Q. What has it been like having a virtual team and trying to evaluate all these potentially interesting deals virtually?
A. I’m based in Boston, and my team is primarily based here. But this has become more of a global effort. We have two folks in London — one looks after our private investments in Europe, the other in Asia. I think we have learned that Zoom and other things help build that connectivity, but we all look forward to the day when we’re back together and can be exchanging ideas at the water cooler or when we grab coffee together.
We have been able to invest, and invest successfully, in private companies [in this period]. We’ve done factory tours via Zoom. We invested in a company that sent us some of its products to taste, a vertical farming company [Bowery Farming, based in New York]. We’ve tried to be, in this COVID world, creative around how we learn about companies, and how we diligence companies. And as [COVID] numbers have been down during the summer, I’ve been doing more travel to see some of these companies. Being there in person with the founder and management team, and sitting in an electric vehicle, or doing a farm tour — it’s hard to replace that in-person interaction.
Q. How would you describe today’s dynamic, where it seems that many private companies are just awash in capital, and valuations are going up and up?
A. It’s a virtuous cycle that has been pretty positive.
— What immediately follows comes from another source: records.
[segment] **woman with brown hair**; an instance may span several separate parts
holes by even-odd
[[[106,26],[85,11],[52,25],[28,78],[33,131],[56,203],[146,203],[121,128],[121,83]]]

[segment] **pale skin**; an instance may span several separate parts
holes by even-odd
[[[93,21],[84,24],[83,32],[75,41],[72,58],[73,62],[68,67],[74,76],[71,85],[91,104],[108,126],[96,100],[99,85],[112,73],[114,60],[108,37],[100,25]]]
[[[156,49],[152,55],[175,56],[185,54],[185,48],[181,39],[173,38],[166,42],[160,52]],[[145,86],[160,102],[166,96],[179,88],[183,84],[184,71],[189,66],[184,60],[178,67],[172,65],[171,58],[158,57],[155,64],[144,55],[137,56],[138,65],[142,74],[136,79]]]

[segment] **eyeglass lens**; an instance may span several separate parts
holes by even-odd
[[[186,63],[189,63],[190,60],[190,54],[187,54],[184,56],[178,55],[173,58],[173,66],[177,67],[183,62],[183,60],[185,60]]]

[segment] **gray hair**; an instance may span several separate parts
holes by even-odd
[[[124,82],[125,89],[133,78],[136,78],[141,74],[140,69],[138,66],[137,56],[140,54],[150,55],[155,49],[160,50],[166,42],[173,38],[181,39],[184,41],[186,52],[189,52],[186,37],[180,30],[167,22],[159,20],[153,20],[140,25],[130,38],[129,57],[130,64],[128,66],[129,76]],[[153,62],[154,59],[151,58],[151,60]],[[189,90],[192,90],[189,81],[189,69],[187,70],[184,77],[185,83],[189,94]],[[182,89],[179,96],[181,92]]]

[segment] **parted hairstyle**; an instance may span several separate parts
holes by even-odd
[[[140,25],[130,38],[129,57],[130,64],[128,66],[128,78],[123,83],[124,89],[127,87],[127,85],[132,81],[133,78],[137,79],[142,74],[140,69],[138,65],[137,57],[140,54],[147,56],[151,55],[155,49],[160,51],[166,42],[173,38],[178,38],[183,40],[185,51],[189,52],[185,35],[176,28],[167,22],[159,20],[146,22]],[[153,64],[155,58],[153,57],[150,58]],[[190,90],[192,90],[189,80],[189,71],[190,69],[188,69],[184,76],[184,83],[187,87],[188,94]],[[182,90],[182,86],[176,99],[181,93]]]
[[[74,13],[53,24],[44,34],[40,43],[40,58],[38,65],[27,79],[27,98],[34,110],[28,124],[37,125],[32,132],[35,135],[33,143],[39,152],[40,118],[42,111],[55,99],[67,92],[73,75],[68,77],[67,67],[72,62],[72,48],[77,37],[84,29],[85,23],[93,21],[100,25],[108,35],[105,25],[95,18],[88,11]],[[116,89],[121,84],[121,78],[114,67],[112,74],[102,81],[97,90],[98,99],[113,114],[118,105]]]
You have more companies that are growing and maturing more privately, and more shareholders of various types with very large pools of capital to invest in private companies. So going public is still important, but there’s certainly no rush for [a company] to do it. They can reach a lot of the milestones that are important for their business in the private eye, before they choose to go public. They can focus on execution. [And with healthy IPO markets], shareholders are getting more returns, which means they have more money to deploy [into a new generation of private companies].
Q. How many Fidelity mutual funds would you say have private company holdings in them, in addition to public stocks?
A. I’d say a good portion. Almost every fund manager is taking the time to get to know these [private] companies and meet them. It’s about building the conviction and understanding of what these companies are doing because they are the next disruptors. My team is responsible for not just sourcing [the opportunities], but [evaluating] them. Then, the ultimate investment decision is made by the fund managers.